I should have known that good intentions do not protect people from hurt, since I have tolerated a lot of “words of wisdom” from women who have no idea what it is like to struggle with unexplained infertility. Has it been comforting to hear, “Just stop trying. That’s when it will happen.”? Uh, no.
And sometimes I think there are no intentions. I have recently been hurt by what I theorize to be people’s absolute pain and frustration eeking out in an inappropriate way.
The ugly truth is that human relationships involve human beings who are incredibly complex and totally imperfect, as wonderful as they may be. I suppose that the positive news is that a person can be wonderful and imperfect at the same time, but this perfectionist gets stuck on the imperfect part.

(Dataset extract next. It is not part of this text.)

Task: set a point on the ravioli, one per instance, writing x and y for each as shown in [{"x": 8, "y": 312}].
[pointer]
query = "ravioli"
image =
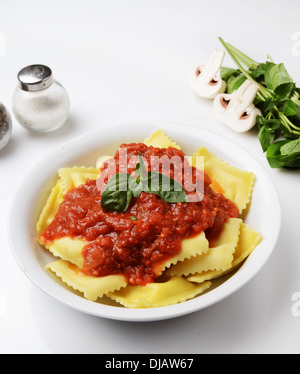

It was painful to realize that my unrealistic standards have been projected on to other people. Again, unintentional, but hurtful. As unfair as it is for me to expect myself to be perfect, it is just as unfair for me to expect others to be perfect (i.e. to never hurt me). Is never hurting another person perfection? It gets very complicated, doesn’t it.
That’s why I am inclined to simplify the mess with the image of non-evil humanity in a giant bowl and covering it with grace. Mix until non-evil humanity is well-coated. Then put it in a warm loven until you smell joy and peace.